Dzisiaj o godzinie 15:34 z placówki w Teksasie została wystrzelona największa rakieta w historii. Olbrzymi obiekt należał do SpaceX, koncernu należącego do Elona Muska. Niestety rakieta po trzech minutach od startu eksplodowała.
Początkowo start rakiety Starship miał odbyć się 17 kwietnia, lecz z powodu usterki jednego z zaworów przewodowych przełożono go na dzisiaj.

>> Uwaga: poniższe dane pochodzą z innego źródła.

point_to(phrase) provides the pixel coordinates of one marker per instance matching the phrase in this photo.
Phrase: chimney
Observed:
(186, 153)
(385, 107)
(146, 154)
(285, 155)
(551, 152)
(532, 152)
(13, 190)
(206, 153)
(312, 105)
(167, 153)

Próbny start miał sprawdzić zachowanie rakiety Starship z boosterem Super Heavy. Początkowo misja okazała się sukcesem, rakieta wzniosła się na wysokość 20 kilometrów. Wtedy też nie doszło do odłączenia dwóch głównych elementów i nastąpiła eksplozja.
Musk jest zadowolony
Wedle zamierzeń, człon rakiety miał wpaść do Zatoki Meksykańskiej. Natomiast pojazd Starship miał dolecieć w rejon Hawajów. Pomimo nieudanej próby Elon Musk na Twitterze wyraził swoje zadowolenie ze startu i podziękował zespołowi Spacex.
Rakieta Starship miała 120 metrów wysokości. Jej siła ciągu dwukrotnie przewyższała te, którymi dysponował Saturn 5, czy najnowsza SLS, używane w programach księżycowych Apollo i Artemis.